Six Sigma. You may have heard it thrown around in meetings, conferences and networking events without giving a second thought to what it actually means. KPIs, USPs, synergy and data driven clichés - often preceded by a marketing executive exclaiming "let's go social" take up so much business conversation that it becomes difficult to differentiate between what's white noise and what has actual meaning.
Six Sigma is a quality control metric relating to the refinement of existing business processes. Achieving Six Sigma requires that a process does not produce more than 3.4 faulty or defective parts per million opportunities. That's 0.00034%.
With such a miniscule margin for error, surely only global business behemoths can claim to have achieved Six Sigma, right?
Unsurprisingly, looking at the list of companies who have implemented Six Sigma in some form or other, we see the likes of Boeing, BAE Systems, Ford Motor Company and Amazon.com.
Even the US Army has successfully refined their processes to free up $19.1 billion spend, thanks to certified implementers of Six Sigma and Lean.
Whilst it's true that not every business will achieve Six Sigma, it certainly doesn't mean that the application of methodologies is redundant. The DMAIC methodology, which makes up half of Six Sigma projects is applicable to nearly every business. It resolves defects within pre-existing processes.

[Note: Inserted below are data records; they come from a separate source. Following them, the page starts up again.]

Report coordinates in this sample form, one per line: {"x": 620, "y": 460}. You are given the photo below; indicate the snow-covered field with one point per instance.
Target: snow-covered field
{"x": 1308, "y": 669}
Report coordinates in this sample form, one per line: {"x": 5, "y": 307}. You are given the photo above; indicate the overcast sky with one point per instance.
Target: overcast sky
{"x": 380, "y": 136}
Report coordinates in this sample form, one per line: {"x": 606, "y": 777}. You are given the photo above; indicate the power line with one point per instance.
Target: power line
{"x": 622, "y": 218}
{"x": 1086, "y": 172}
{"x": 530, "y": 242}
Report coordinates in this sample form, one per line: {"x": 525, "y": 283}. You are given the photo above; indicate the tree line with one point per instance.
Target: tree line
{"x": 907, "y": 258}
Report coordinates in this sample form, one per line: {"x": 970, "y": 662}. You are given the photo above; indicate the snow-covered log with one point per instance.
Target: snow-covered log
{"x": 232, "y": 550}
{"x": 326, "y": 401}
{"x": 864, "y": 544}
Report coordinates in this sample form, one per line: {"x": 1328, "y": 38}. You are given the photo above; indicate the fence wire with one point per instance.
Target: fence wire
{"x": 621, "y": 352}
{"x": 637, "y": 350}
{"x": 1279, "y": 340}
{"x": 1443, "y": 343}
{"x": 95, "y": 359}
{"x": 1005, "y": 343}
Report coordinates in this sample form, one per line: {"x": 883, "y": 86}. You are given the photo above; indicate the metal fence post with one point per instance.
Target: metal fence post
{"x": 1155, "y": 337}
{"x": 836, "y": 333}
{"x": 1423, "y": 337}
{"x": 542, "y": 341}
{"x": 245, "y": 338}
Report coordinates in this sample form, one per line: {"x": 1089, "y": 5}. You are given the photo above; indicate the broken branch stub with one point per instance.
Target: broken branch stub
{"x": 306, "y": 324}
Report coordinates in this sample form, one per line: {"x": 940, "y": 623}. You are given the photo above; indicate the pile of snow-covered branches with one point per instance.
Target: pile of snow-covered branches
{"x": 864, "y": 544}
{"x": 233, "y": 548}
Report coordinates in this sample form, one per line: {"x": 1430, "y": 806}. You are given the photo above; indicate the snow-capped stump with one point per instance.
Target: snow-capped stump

DMAIC is made up of five independent phases:
Let's apply it in a business sense: A medium sized clothing retailer, distributing products from the design table to warehousing, distribution and then the high-street.
Define (the problem)
The company is expanding, but manufacturing & distribution elements of the supply chain aren't working well together, resulting in lack of shelf stock and unhappy customers when products are out of stock online.
The goal of the project is to identify and resolve issues within the process that are disrupting the supply chain.
The effectiveness of the process can be measured using a combination of business monitoring tools; including budgeting, planning & forecasting cloud software, internal accounts and customer feedback.
Identify elements of the process that are causing defects within the process, for instance, insufficient product regulation, staff overworking, too few distributors, slow manufacturing, location/geographical constraints.
Resolve the defective process elements identified in the analysis phase. For example: to automate the packaging phase of product development, while expensive short term, decreases spend long term (easy to maintain, no salary, more efficient packaging, less waste, quicker turnaround from product manufacturing to distribution).
Decrease size of distribution force, but increase the load of each vehicle, allowing a fewer number of drivers to carry larger amounts to storefronts. Consider vehicles stocking multiple retail locations in one trip, significantly reducing the time and cost of multiple vehicles, multiple drivers and less load.
Maintain the process you have refined. How do we manage the automated elements introduced to the chain? Should we introduce fewer regulators and increase the frequency of regulations? Or increase the extensiveness of regulations and keep the number of inspectors the same? Or should we look to alternative software control systems - think a thermostat for your whole manufacturing plant. Should staff hours be reduced and more staff hired to keep product quality consistently high, and reduce the likelihood of defects through overworking?
DMADV or DFSS - 'Design For Six Sigma' is the methodology applied when creating a brand new process and is made up of the following stages, similar to DMAIC:
Oh no, not another acronym - how do we apply it?
Outline your process goals based on your business strategy and key customer demands - effectively your selling points, and how your process will meet those.
Measure the elements of your process that will be Critical To Quality (CTQs) and your production capability and obstacles. What are the risks and constraints that will potentially hamper the process? Fabric requirements, location constraints, manufacturing considerations.
Carefully analyse the current state of your process and work around your obstacles. Innovate - could you outsource? Could you bring outsourced manufacturing in-house? How about your materials? Is there a cheaper and longer lasting alternative that you could use that will reduce costs over time?
Based on the factors you have investigated and analysed from the previous step, design a refined process.
Test, test and test again. Then, once you feel you've tested it enough - test it again. Try pilot runs, run every scenario and evaluate. What's going wrong? Taking a process from drawing board to factory floor isn't easy. Human error and miscalculations occur. Perhaps the one thing you thought was hampering product quality was the one thing keeping it at the standard it was. Perhaps reducing staff hours to negate overworking actually decreased the overall skill of your workers and caused even more mistakes.
Once you've established your refined, Six Sigma process, hand it over to the process owner - the individual with the responsibility of handling and managing processes within an organisation.